Он уже там не служил, но осталось удостоверение, если его можно было так назвать.
На листе бумаги типографским образом – герб, ниже надпись «Генерал-полицмейстер. Отделение Сыскной полиции. Сим удостоверяется…». При увольнении со службы положено было сдать, но осталось. Павел решил не сдавать, коли так получилось, вышло хорошее прикрытие.
– Вон как! Помню – лицо круглое, усы. А рост… не помню.
– Комплекция? Ну – толстый, худой, может быть, какие-то приметы были, скажем шрам на лице или прихрамывал.
– Точно! Прихрамывал на левую ногу и опирался на трость. По виду – приказчик или делопроизводитель.
– По одежде судите?
– Не только. На пальцах правой руки следы от туши и красной краски.
У Павла сердце екнуло. Неужели удача? Не спугнуть бы!
– Раньше этот покупатель к вам заходил?
– Нет, не припомню.
– Может, имя знаете? Не называл он себя?
– Нет.
– Не встречали потом в городе?
– Нет, у меня память на лица хорошая. Да и когда смотреть? Я с утра до вечера в лавке. А что он совершил? Убил кого-то?
– Упаси господи! Двоеженец и мошенник! Занял денег у компаньона, не отдает, скрывается.
– Нехорошо-с! Знаете, можно пацанов поспрашивать. Рядом с нами продуктовая лавка, там часто мальчишки вертятся. Помочь поднести что-то, копеечку заработать. Бумага – она тяжелая, мошенник этот мог ребят нанять донести.
– А вдруг он на пролетке приехал?
– Исключено. Я бы в окно увидел. А во-вторых, я помощника своего за бумагой посылал в книжную лавку на Невском. Если бы у покупателя пролетка была, он сам поехал, а то он ожидал. Наверное, не меньше получаса.
Все же приказчик – человек наблюдательный, мелочи подмечает. Не каждому дано. А что не рассмотрел, так уже сколько времени прошло? И сколько людей перед приказчиком промелькнуло?
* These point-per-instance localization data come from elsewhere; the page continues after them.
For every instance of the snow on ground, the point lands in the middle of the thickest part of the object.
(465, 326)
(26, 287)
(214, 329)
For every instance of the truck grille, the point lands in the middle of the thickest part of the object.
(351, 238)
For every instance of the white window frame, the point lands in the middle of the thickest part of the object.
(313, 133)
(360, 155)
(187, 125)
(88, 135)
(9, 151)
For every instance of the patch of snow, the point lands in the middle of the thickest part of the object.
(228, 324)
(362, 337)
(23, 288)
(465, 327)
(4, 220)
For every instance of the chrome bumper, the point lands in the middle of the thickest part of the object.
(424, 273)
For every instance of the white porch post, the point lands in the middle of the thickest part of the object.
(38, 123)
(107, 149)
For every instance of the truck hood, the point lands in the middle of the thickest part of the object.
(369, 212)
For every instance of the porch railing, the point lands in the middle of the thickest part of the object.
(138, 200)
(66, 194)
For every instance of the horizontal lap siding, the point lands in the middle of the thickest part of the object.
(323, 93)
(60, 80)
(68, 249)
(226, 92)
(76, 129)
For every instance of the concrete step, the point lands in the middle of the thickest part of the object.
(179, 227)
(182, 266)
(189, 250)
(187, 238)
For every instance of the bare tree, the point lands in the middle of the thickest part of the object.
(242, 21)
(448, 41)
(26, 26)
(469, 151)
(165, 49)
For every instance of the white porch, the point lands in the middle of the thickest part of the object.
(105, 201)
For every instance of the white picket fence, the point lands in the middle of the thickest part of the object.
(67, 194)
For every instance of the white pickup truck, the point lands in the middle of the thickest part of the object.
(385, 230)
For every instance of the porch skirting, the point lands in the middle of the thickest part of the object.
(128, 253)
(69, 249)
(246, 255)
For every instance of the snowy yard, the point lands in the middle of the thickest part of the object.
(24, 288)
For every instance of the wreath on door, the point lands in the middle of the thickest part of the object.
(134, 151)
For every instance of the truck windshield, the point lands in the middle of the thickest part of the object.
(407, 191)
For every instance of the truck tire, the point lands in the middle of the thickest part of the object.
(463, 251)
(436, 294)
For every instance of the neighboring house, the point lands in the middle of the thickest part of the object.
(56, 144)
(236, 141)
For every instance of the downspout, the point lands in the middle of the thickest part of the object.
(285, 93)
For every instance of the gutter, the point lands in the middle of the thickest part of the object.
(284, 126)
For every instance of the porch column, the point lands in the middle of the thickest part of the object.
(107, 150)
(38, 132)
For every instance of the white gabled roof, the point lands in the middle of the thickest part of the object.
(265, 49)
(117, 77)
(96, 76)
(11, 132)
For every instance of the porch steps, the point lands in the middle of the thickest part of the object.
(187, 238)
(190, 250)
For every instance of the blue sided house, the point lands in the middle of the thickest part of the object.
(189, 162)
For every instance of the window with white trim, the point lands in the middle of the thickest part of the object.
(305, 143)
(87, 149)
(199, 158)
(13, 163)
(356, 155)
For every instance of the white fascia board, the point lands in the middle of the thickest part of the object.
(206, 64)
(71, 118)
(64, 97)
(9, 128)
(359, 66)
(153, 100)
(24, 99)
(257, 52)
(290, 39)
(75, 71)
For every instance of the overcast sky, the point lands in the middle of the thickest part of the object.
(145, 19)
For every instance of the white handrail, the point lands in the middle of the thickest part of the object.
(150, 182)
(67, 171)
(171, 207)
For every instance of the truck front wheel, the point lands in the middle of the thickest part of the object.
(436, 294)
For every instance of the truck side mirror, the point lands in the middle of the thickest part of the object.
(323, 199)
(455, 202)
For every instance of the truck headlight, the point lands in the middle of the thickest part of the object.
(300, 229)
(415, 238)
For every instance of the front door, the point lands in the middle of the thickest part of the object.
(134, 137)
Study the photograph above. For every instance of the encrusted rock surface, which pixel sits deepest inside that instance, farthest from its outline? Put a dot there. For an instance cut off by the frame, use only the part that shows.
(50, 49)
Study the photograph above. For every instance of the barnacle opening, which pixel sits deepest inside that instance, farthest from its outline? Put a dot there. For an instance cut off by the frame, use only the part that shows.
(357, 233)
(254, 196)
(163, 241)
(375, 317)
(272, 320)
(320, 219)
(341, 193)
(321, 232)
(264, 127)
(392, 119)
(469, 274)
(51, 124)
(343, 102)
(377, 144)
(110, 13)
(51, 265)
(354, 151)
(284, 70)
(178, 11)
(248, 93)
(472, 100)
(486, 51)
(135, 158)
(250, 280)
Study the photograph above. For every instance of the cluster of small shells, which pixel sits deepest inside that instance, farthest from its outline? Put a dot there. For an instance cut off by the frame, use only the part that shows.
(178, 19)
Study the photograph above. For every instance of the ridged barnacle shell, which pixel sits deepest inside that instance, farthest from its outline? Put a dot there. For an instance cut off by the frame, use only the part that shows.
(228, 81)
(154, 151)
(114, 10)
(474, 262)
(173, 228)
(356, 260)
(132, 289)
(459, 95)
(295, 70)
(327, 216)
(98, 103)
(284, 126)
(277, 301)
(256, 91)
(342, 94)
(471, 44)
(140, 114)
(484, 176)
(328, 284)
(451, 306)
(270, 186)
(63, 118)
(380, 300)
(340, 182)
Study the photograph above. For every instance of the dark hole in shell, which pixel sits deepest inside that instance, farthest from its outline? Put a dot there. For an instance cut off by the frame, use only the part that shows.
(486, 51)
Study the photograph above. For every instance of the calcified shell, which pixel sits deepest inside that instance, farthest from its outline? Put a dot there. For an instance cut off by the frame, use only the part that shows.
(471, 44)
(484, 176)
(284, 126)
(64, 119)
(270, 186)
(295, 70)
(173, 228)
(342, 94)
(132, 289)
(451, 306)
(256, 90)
Запоминаются не все. Либо какие-то физические особенности, либо поведение, например – скандалист, заика.
Павел поблагодарил приказчика за помощь и к продуктовой лавке. Слева от входа мальчишки кучкуются. Похоже, старший лет тринадцати-четырнадцати, в картузе, великоватой куртке. Остальным лет по десять-двенадцать и вся команда человек восемь. Павел зашел в лавку, купил жестяную коробку леденцов – монпансье. Любой, даже мелкий подарок лучше всего развязывает языки. Выйдя, подошел к мальчишкам, вручил старшему коробочку с леденцами. Парень угощение принял.
– Чего тебе, дядька?
– Человека одного ищу. Около полугода назад в книжной лавке хромой мужчина брал бумагу. Груз тяжелый, нанимал кого-то из вас. Мне бы адрес узнать.
Мальчишки стали переговариваться. Павел не мешал, он почти перестал дышать. Вспомнят! Может, хромой в помощь мальчишек не привлекал, хотя сомнительно. Одна рука была занята тростью. Хотя мог и один груз унести, вдруг физически сильный?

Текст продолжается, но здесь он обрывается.